9.3 Floating Point Performance

Note. This section contains data that is so antiquated that we’re not sure it has much relevance to modern hardware configurations. It is included for the sake of completeness and as a historical curiosity .

Table 2: Floating Point Benchmarks
With 80387 No 80387
Repetitions Average Repetitions Average
2,000k Time 200k Time
Operation (seconds) ($\mu$sec) (seconds) ($\mu$sec)
Subtract 25.9 13.0 35.3 177
Multiply 28.4 14.2 44.3 222
Divide 33.6 16.8 50.9 255
Inner product 1 40.3 20.2 61.9 310
Scalar multiply 2 30.2 15.1 45.0 225
• 1 sum += a[cursor[i]]*y[cursor[j]]
2 a[cursor[i]] *= scalar

• A variety of floating point operations were monitored under MS DOS version 3.30 on a 16 Mhz IBM PS/2 Model 70 with a 16 Mhz 80387 coprocessor and a 27 msec, 60 Mbyte fixed disk drive. The 32 bit operations available on the 80386 were not used. Table 2 catalogs the time requirements of the simple arithmetical operations, inner product accumulation, and multiplying a vector by a scalar. All benchmarks were performed using double precision real numbers. The test contains a loop that was restarted after every 500 operations, e.g. 200k repetitions also includes the overhead of starting and stopping a loop 400 times. With this testing scheme, all loop counters and array indices were maintained in the registers.

The measurements in Table 3 provide a similar analysis of math functions in the Microsoft C Version 5.1 math library. These benchmarks were conducted with a single loop whose counter was a long integer.

Table 3: Math Library Benchmarks
With 80387 No 80387
Repetitions Average Repetitions Average
300k Time 10k Time
Operation (seconds) ($\mu$sec) (seconds) ($\mu$sec)
acos 36.2 121 30.5 3,050
asin 35.1 117 29.9 2,990
atan 26.0 87 23.0 2,300
cos 37.7 126 25.3 2,530
sin 37.0 123 24.7 2,470
tan 31.7 106 19.2 1,920
log 25.4 85 18.5 1,850
sqrt 16.5 55 5.7 570
pow 51.4 171 38.6 3,860
j0 1 235.1 784 60.7 6,070
j6 662.02 2,207 176.3 17,603
y0 3 510.02 1,700 146.4 14,640
• Differences in loop overheads found in Table 2 and Table 3 are accounted for by the differences in the loop counter implementation described above.
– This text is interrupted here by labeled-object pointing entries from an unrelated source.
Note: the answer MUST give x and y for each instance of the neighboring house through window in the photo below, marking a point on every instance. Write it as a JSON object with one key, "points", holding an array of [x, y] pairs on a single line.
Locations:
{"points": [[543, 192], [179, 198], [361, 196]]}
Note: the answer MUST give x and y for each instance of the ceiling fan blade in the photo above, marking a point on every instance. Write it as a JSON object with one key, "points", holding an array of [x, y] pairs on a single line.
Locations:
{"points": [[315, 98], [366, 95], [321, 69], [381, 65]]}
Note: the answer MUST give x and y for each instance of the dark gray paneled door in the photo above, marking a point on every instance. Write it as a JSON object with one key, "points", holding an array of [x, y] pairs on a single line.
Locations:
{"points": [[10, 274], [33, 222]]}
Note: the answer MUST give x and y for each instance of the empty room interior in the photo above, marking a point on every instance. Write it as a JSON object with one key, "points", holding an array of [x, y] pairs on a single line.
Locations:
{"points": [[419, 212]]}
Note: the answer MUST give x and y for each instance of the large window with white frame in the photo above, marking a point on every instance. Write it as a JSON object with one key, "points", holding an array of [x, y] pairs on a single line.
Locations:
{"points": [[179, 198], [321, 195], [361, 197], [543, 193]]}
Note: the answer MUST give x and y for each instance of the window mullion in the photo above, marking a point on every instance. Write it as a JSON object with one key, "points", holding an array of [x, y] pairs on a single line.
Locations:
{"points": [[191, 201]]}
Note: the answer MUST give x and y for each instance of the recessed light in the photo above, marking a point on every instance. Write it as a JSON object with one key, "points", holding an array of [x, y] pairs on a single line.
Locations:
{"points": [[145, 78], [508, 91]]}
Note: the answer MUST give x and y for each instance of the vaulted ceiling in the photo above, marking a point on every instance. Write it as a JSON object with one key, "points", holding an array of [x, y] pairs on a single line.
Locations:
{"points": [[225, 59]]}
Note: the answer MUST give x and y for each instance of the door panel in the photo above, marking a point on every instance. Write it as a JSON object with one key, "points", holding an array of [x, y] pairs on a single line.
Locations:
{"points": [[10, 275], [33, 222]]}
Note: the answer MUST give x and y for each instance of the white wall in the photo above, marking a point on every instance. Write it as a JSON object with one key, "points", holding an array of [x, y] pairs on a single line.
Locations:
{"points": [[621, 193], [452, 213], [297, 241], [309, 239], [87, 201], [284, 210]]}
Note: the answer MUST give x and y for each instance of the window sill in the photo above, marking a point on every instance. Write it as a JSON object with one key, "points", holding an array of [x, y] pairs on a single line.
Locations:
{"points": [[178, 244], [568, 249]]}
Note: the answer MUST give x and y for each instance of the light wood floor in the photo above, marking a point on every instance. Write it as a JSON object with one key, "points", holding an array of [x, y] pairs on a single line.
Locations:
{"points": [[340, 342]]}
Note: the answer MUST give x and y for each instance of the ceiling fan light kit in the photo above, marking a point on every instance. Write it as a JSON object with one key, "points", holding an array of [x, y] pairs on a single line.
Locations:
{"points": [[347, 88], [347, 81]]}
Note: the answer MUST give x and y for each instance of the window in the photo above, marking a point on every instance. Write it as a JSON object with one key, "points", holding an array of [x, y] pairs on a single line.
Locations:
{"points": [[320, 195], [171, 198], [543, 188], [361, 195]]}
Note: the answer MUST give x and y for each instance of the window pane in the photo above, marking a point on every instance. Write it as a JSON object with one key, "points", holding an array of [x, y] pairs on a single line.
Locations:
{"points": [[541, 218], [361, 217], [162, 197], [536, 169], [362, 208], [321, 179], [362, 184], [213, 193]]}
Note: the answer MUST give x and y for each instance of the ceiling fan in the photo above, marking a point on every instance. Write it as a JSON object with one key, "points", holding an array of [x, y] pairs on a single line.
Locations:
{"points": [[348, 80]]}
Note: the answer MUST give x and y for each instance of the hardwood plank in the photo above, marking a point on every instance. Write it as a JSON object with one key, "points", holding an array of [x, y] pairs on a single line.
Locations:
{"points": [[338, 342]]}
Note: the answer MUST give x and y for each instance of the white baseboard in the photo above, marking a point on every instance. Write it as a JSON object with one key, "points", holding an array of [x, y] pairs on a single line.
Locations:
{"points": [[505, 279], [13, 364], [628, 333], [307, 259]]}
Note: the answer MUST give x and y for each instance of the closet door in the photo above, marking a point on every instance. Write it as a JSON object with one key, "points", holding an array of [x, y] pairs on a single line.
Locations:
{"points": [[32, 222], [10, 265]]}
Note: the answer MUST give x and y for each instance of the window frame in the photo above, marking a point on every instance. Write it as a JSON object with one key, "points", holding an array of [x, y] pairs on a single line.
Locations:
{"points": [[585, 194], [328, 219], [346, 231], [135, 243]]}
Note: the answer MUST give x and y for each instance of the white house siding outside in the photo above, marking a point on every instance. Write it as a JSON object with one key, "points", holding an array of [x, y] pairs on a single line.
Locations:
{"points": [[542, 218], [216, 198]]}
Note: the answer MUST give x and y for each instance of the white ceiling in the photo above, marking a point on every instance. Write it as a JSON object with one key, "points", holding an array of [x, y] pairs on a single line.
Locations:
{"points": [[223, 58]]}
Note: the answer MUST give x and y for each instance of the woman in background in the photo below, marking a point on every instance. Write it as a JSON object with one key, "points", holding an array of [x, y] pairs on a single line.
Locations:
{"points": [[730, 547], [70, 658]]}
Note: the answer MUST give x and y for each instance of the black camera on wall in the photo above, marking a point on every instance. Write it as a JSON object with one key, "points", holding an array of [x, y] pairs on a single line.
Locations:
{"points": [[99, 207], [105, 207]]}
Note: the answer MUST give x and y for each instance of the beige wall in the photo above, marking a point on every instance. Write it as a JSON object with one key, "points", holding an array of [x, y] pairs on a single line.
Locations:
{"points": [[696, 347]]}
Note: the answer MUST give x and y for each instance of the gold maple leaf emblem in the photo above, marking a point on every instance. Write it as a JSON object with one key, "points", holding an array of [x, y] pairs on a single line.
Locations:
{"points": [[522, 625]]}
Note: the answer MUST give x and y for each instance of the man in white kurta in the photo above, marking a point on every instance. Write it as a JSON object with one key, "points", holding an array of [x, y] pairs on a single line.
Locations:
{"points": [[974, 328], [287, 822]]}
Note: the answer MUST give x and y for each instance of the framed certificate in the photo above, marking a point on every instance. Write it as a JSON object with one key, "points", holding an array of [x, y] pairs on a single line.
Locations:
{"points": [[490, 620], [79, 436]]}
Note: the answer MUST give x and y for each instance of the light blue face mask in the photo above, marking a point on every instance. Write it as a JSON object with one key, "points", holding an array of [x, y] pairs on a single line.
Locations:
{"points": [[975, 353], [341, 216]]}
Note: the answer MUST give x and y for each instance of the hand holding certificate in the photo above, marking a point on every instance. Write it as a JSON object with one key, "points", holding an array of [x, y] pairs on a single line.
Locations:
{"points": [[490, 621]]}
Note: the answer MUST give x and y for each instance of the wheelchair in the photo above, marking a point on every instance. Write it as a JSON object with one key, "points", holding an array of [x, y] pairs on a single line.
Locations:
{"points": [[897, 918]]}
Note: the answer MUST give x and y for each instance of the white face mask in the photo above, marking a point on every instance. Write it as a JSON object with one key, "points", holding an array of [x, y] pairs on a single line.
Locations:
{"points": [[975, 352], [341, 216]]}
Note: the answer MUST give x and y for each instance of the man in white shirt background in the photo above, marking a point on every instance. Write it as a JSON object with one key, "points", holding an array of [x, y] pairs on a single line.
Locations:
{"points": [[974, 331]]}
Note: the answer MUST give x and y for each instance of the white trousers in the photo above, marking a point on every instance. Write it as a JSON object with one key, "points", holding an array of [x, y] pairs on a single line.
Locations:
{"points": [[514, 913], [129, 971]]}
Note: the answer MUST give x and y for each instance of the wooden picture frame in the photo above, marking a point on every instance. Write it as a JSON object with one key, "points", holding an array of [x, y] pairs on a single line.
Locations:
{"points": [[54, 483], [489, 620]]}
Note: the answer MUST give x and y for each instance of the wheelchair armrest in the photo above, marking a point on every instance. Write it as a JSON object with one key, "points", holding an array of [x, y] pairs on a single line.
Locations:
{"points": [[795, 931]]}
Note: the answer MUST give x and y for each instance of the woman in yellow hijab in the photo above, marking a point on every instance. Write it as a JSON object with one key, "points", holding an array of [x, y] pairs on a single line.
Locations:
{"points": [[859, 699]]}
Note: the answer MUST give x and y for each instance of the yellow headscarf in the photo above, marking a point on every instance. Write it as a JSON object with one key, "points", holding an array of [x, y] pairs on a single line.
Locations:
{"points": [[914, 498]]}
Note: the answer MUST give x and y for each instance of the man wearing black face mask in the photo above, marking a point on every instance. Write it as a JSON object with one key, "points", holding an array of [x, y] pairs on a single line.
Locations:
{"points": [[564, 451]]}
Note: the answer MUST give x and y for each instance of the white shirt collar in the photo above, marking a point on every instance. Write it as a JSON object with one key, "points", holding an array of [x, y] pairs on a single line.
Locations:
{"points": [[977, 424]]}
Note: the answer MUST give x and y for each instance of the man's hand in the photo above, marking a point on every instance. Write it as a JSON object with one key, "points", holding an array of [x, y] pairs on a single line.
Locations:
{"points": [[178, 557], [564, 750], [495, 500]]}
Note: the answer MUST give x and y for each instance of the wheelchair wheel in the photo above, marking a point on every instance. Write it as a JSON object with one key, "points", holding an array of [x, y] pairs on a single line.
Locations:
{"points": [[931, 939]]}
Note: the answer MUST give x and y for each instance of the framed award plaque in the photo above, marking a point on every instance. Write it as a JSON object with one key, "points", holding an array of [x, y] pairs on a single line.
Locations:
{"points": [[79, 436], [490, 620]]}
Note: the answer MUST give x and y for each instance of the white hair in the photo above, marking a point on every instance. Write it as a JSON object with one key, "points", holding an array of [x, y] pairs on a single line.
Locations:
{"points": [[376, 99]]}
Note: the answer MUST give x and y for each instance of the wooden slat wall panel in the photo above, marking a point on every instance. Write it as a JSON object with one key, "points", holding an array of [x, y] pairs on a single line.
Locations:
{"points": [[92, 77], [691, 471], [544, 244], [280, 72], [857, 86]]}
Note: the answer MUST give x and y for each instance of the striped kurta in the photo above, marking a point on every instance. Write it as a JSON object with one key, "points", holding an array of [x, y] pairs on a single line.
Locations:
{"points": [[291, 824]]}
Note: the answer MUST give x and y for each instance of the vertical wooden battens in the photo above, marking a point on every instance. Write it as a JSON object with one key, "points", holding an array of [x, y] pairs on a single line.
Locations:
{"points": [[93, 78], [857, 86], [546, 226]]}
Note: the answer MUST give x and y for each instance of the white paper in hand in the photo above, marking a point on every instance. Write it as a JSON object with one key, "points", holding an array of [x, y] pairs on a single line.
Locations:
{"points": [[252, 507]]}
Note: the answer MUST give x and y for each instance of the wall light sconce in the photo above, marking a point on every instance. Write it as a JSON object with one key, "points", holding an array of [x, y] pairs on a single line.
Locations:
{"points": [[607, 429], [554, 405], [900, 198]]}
The 3 $\mu$sec overhead reflects the time required to increment a long integer and monitor the termination condition (which also involved a long integer comparison). The 1.3 $\mu$sec overhead reflects the time required to increment a register and monitor the termination condition (which involved a register comparison).